According to the Viasna rights group, there are now 77 “political prisoners” in Belarus including opposition blogger Sergei Tikhanovsky, who was not allowed to run for president, and opposition leader Maria Kolesnikova, who ripped up her passport to prevent authorities from deporting her.
Also on the list is Belarusian-US strategist Vitali Shkliarov, who has worked on US Senator Bernie Sanders’s presidential campaign and advised the Russian opposition. He was arrested in late July as he arrived to see his elderly parents.
On Friday, the United States and the EU hit Belarus with long-awaited sanctions for rigging the vote and orchestrating the crackdown on protesters, targeting key officials — but not Lukashenko himself.
Minsk swiftly announced tit-for-tat “counter sanctions” against the EU, although it was not clear what form these would take or what or who they would target.
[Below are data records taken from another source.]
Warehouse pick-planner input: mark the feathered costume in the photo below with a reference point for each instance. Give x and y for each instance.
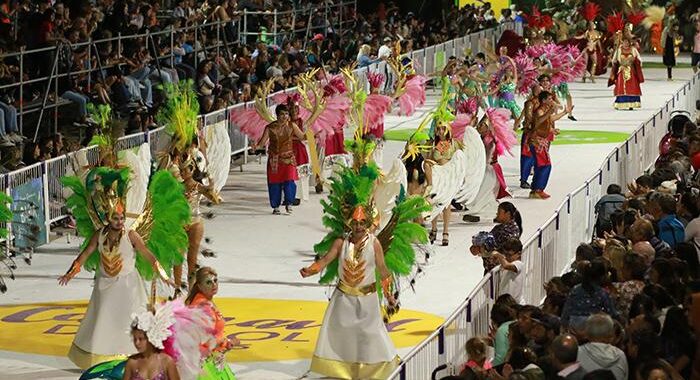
(119, 289)
(181, 332)
(409, 88)
(353, 341)
(627, 77)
Earlier this week Belarusian authorities withdrew the accreditation of all foreign journalists.
‘Gesture of support’
Over the past weeks the interior ministry has used water cannon, stun grenades and rubber bullets against peaceful protesters and detained thousands of people, many of whom complained of torture and abuse in custody. Several people have died in the crackdown.
After the blogger Tikhanovsky was jailed, his wife Svetlana Tikhanovskaya ran in his place and claimed victory over Lukashenko.
Since taking refuge in the EU member state Lithuania, the 38-year-old political novice has been engaged in a diplomatic push to drum up support for the embattled Belarusian opposition.
She has already met French President Emmanuel Macron and will travel to Germany for a meeting with Chancellor Angela Merkel on Tuesday.
Student Dmitry Demeshkevich, who planned to take to the streets on Sunday, told AFP he was aware of the sanctions and Tikhanovskaya’s upcoming talks with Merkel.
He said the sanctions were a gesture of support but “nothing more” as it was not clear if the Western punitive measures including travel bans would work.
“It’s better to begin talks with Lukashenko over his exit,” he continued. “Europe can be a mediator but it’s us who should get him to quit.”
Lukashenko, who has ruled ex-Soviet Belarus for 26 years, has accused Western countries and NATO of supporting protesters and trying to destabilise the country.
He put his military on high alert after the vote and Belarus this month will host war games with several other ex-Soviet countries including Russia in what is being touted as a show of force against NATO.